Managing Tablespaces


You manage tablespaces in your Oracle database as part of Space Management. You can extend, create, drop, and alter tablespaces.

You especially need to avoid tablespace overflow, which is when a tablespace runs out of freespace in the allocated file or files. This happens when an object requires a new extent but there is either no freespace or insufficient freespace in the tablespace.

You do not need to start a backup immediately after structural changes to the database such as tablespace extension, tablespace create, or drop. If the database crashes before a backup was performed BRRECOVER can reapply the changes during the recovery procedure based on information stored in the BRSPACE structure change log, struc<DBSID>.log.


Tablespace overflow can occur in the following situations:

·        Operations that greatly extend tables in the tablespace

Be sure to plan certain operations (for example, client copy or batch input) carefully, because they might extend tables excessively.

·        Poor monitoring of the tablespace

During normal operation, database objects (that is, tables and indexes) grow steadily. Be sure to monitor the database, anticipate growth, and make sure there is always enough disk space available.

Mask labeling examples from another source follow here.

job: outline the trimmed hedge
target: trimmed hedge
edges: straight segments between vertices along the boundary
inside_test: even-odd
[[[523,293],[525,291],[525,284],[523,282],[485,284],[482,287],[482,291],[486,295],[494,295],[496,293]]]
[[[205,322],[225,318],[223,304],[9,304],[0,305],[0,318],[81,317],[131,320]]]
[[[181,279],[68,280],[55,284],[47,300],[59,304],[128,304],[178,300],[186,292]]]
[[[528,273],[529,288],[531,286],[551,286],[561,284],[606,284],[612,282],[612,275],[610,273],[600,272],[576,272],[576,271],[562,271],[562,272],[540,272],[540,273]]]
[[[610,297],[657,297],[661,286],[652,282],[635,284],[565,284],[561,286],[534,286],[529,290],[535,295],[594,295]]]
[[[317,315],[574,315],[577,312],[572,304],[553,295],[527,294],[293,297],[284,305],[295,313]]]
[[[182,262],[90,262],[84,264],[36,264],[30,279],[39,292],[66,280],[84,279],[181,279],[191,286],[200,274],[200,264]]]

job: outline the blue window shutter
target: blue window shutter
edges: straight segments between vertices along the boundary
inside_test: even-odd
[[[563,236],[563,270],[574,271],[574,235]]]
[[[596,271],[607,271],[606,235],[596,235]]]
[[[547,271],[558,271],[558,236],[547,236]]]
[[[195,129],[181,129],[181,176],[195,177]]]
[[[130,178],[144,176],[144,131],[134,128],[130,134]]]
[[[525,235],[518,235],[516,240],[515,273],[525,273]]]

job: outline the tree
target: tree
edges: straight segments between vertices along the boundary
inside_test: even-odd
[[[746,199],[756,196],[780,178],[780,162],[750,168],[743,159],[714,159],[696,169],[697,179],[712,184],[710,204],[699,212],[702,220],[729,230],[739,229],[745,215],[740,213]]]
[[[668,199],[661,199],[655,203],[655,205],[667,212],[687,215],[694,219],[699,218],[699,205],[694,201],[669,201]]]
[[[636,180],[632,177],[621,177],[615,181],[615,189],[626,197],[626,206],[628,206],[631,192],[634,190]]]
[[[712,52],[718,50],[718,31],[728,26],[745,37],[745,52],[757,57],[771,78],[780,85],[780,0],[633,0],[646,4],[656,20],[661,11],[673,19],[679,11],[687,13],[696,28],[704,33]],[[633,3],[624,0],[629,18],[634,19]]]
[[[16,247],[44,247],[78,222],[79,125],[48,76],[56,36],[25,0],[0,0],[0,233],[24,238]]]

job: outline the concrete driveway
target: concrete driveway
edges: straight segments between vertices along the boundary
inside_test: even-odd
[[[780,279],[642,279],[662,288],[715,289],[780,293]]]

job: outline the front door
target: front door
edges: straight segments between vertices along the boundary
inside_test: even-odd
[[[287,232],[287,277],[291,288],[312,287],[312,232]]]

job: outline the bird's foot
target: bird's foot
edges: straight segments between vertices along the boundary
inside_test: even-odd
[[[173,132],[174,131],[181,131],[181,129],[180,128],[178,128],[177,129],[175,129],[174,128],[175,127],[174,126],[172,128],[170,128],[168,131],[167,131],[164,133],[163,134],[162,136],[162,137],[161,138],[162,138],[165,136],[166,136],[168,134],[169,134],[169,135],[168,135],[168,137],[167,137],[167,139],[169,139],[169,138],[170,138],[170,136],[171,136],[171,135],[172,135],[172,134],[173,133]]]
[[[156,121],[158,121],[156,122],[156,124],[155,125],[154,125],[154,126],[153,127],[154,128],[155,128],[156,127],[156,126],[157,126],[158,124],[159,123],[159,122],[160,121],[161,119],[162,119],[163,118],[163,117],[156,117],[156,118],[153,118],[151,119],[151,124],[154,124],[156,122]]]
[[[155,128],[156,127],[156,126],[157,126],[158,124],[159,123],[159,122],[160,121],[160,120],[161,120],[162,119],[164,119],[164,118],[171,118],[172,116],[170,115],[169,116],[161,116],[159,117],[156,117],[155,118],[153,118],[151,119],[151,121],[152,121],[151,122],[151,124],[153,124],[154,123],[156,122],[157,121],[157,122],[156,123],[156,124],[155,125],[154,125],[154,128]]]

       1.      Extend a tablespace in one of the following ways:

Ў        Add a data file to the tablespace.

Use this method when either of the following conditions applies:

§         The existing data files cannot be resized because there is not enough disk space available on the disks where the files are located

§         The existing data files have reached their maximum size.

For more information on how to add a data file, see Extend a tablespace with BR*Tools.

The following graphic shows the effect of adding a data file:

Ў        Set the AUTOEXTEND option for the data files in the tablespace.

Ў        Resize an existing data file to provide more space.

For more information on setting the AUTOEXTEND option and resizing a data file, see Managing Data Files.

       2.      Create a new tablespace for the following reasons:

Ў        To prepare for an upgrade, when you need to create a new tablespace for the SAP software of the new release.

Ў        To prepare for an online reorganization of a tablespace, for example, to switch from a dictionary managed to a locally managed tablespace.

Ў        After you have exported tables from a tablespace and you want to relocate the tablespace to a new disk volume for the import.

Since creating a tablespace is a structural change to the database, BRSPACE:

Ў        Creates a control file backup in the directory $SAPDATA_HOME/sapreorg/<encoded timestamp> before and after the procedure.

Ў        Logs the action in the BRSPACE Structure Change Log.

When you create a new tablespace, you can specify whether the tablespace file:

·         Has the AUTOEXTEND option set and, if so, the increment and maximum size.

·         Is on a raw device or in the file system. For more information, see “Prerequisites” in Space Management.

       3.      Drop a tablespace, for example, when the tablespace is no longer required after an upgrade.

BRSPACE only lets you drop an empty tablespace, unless you specify the –f|-force option.

Since dropping a tablespace is a structural change to the database, BRSPACE:

Ў        Creates a control file backup in the directory $SAPDATA_HOME/sapreorg/<encoded timestamp> before and after the procedure.

Ў        Logs the action in the BRSPACE Structure Change Log.

BRSPACE removes all subdirectories for the data files when it drops the tablespace.

       4.      Alter a tablespace for a number of reasons:

Ў        Set a tablespace online or offline:

For systems with Multiple Components in One Database (MCOD), you can set the tablespaces PSAP<SCHEMA_ID>belonging to one schema user SAP<SCHEMA_ID> offline for maintenance. This does not affect tablespaces from other SAP systems with a different SAP<SCHEMA_ID>.

The SAP system can only function if all the tablespaces belonging to the schema user are online. Make sure that you find the cause if Oracle has automatically set a tablespace offline, that is, without any intervention from you.

An example of this is when Oracle receives an operating system I/O error when writing to a data file. In this case, Oracle can set the tablespace offline to prevent corrupt blocks.

Ў        Set or reset the backup status

BRBACKUP sets and resets the backup status for a tablespace during and after an online backup.

If BRBACKUP fails during an online backup, tablespaces might be left in backup status. The database system check can report this error when it raises the condition TABLESPACE_IN_BACKUP. For more information, see BRCONNECT Default Conditions for Database Administration.

Use BR*Tools to reset the backup status if you are sure that:

§         An online backup has crashed

§         There is currently no online backup running

Ў        Coalesce free extents

This combines contiguous extents with free space into a single large extent within a tablespace. It consolidates the storage structure of the tablespace and can improve performance.

Although the database system check automatically coalesces tablespace free extents, you can perform this action on a one-off basis if a large amount of data was deleted. For example, if you have deleted a client or archived data, you can perform this action immediately afterwards.

Ў        Rename tablespace

With this action, available from Oracle 10g,  you can rename a tablespace following a reorganization. It enables you to drop the old tablespace and assign its name to the new tablespace.